Organisations within NHS England that have devolved management structures tend to have adopted service-line management or at least some of its principles. One of the key elements of SLM is distributed leadership to clinicians at a local level. Organisations working within an SLM-type structure are enabling clinical leadership by delegating responsibility and accountability and putting clinicians at the helm.
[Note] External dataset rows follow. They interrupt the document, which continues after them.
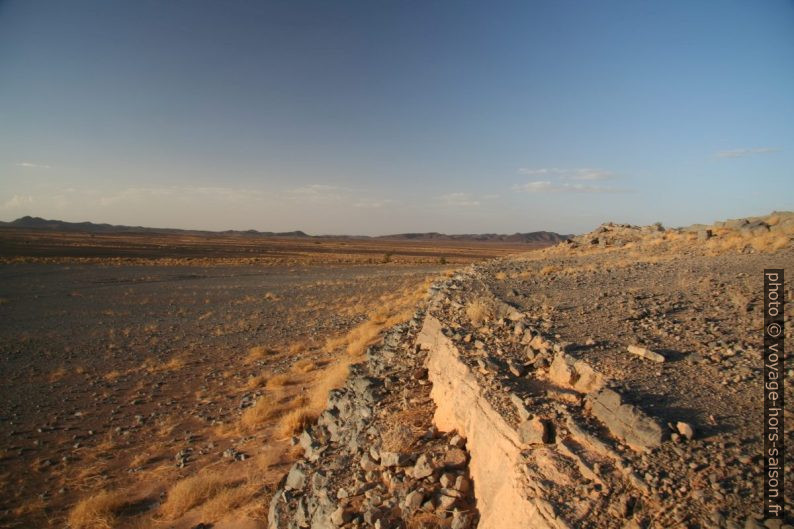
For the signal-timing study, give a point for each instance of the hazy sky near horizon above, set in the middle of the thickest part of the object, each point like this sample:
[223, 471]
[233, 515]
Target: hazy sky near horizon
[365, 117]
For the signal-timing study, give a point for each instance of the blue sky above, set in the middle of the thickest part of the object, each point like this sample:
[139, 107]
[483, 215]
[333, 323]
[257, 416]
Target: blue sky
[380, 117]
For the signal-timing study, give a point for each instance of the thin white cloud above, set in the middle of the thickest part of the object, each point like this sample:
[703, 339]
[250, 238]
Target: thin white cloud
[31, 165]
[459, 200]
[584, 173]
[374, 203]
[176, 193]
[741, 153]
[316, 193]
[17, 202]
[547, 186]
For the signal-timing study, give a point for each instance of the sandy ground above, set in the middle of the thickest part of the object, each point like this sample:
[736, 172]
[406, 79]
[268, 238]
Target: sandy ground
[131, 377]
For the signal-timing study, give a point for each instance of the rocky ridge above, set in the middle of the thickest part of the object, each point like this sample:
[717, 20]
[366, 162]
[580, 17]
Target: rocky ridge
[592, 390]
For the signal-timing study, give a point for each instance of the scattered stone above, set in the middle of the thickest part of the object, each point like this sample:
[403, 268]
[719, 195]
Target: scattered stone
[534, 431]
[646, 353]
[685, 429]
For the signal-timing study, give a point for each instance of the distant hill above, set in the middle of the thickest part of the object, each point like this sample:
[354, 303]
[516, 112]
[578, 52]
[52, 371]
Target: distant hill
[531, 237]
[37, 223]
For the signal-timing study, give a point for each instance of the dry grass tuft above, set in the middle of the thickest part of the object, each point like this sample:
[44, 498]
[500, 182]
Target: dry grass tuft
[477, 311]
[304, 366]
[279, 381]
[257, 353]
[257, 381]
[295, 421]
[227, 500]
[296, 348]
[98, 511]
[57, 375]
[191, 492]
[259, 413]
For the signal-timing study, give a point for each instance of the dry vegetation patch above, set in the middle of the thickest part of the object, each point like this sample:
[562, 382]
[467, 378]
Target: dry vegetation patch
[99, 511]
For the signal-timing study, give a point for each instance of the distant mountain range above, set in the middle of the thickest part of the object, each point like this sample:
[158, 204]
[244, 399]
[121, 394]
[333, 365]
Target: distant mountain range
[37, 223]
This means that tough decisions are being made in the right place, by people who understand the potential clinical implications.

Employee engagement

There is also evidence from many organisations - McKinsey, Aston University, the DH, and the NHS Institute - that the health service succeeds in delivering consistently good care where leaders invest and believe in staff engagement.

In our recent publication, Delivering Sustainable Cost Improvement Programmes, written in partnership with the Audit Commission, the successful organisations we spoke to cited the importance of a strong, stable board and senior management team, underpinned by a strong governance and accountability structure, a defined clinical leadership structure, and effective communication flows.

We are moving towards more clinically driven service delivery and management, but progress is relatively slow and there are opportunities for improvement.

Some organisations have truly devolved structures, with clinicians genuinely leading services and being accountable for service delivery. But many lag behind, while others have not passed the start line. Being notionally in the driving seat isn’t sufficient - clinicians need to be allowed to actually drive. They need support, they need their time protected, and the authority to rise to the challenge. Above all, the board and senior managers must enable this.

However large a strategy, your vision will not be realised if the wider organisation does not share your mind set and commitment. To sustain change, organisations need the right talent and the right culture. Hospitals must have stronger clinical leadership to be fit for the future and boards need to support the adoption of a distributed leadership style.

Such a change will be difficult and feel uncomfortable, particularly in the current financial climate. It is not a quick win and there is no magic bullet. But the benefits to staff and patients are immense. If you can build effective teams and generate a positive culture - starting with board members asking themselves some challenging questions and being prepared to change - the quality of services can only improve.

Kate Hall is a policy adviser at Monitor.